Costs of purchase include:

a)    Purchase price excluding trade discounts, rebates, etc.

b)   Duties and taxes other than refundable duties and taxes

c)    Freight inwards

d)   Other expenditure directly attributable to the acquisition

Costs of conversion include:

a)    All the cost directly related to production such as direct labour.

b)   Allocation of fixed production overheads based on normal capacity.

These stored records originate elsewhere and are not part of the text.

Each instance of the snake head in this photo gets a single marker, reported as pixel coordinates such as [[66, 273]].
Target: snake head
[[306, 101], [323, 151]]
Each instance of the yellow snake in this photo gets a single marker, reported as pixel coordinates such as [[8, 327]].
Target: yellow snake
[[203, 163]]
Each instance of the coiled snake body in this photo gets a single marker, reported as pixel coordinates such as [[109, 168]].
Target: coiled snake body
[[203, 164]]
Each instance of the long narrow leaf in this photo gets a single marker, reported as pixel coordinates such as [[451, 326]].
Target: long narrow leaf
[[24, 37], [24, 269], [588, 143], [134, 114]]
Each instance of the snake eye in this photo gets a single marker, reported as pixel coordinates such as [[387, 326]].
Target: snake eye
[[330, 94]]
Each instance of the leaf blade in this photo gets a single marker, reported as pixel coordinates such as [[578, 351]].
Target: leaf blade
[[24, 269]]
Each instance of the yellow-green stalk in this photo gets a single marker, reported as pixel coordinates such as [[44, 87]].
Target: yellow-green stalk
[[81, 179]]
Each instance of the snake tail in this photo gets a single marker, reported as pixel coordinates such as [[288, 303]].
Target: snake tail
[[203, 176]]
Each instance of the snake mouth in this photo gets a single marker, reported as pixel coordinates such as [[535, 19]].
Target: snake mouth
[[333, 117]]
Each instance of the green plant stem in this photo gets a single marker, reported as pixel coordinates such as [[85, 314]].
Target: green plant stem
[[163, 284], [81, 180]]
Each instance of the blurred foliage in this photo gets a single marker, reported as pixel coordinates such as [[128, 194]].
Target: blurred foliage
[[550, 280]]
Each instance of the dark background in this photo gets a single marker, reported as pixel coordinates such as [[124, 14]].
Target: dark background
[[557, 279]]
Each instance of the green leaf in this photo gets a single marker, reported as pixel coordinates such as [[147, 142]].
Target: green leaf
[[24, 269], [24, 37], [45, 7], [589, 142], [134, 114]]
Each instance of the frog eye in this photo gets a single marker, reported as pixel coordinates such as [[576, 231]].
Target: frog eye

c)    Variable production overheads assigned to each unit of production on the basis of the actual use of production facilities

Other costs: All other costs which are incurred to bring the inventories to their present conditions and locations such as designing, packaging, transportation etc. But other costs do not include:

a)    Abnormal wastage

b)   Storage costs unless necessary in the production process prior to a further production stage

c)    Selling and Distribution costs

d)   Administrative overheads that do not contribute to bringing the inventories to their present location and condition

e)   Unallocated overheads

Methods of valuation of inventories:

The cost of inventories of items that are not ordinarily interchangeable and goods or services produced and segregated for specific projects should be assigned by specific identification of their individual costs.

For other inventories, cost can be assigned by using the first-in, first-out (FIFO), or weighted average cost formula, whichever reflects the fairest possible approximation to the cost incurred in bringing the inventories to their present location and condition.

However, when it is difficult to calculate the cost using above methods, Standard cost and Retail cost can be used if the results approximate the actual cost.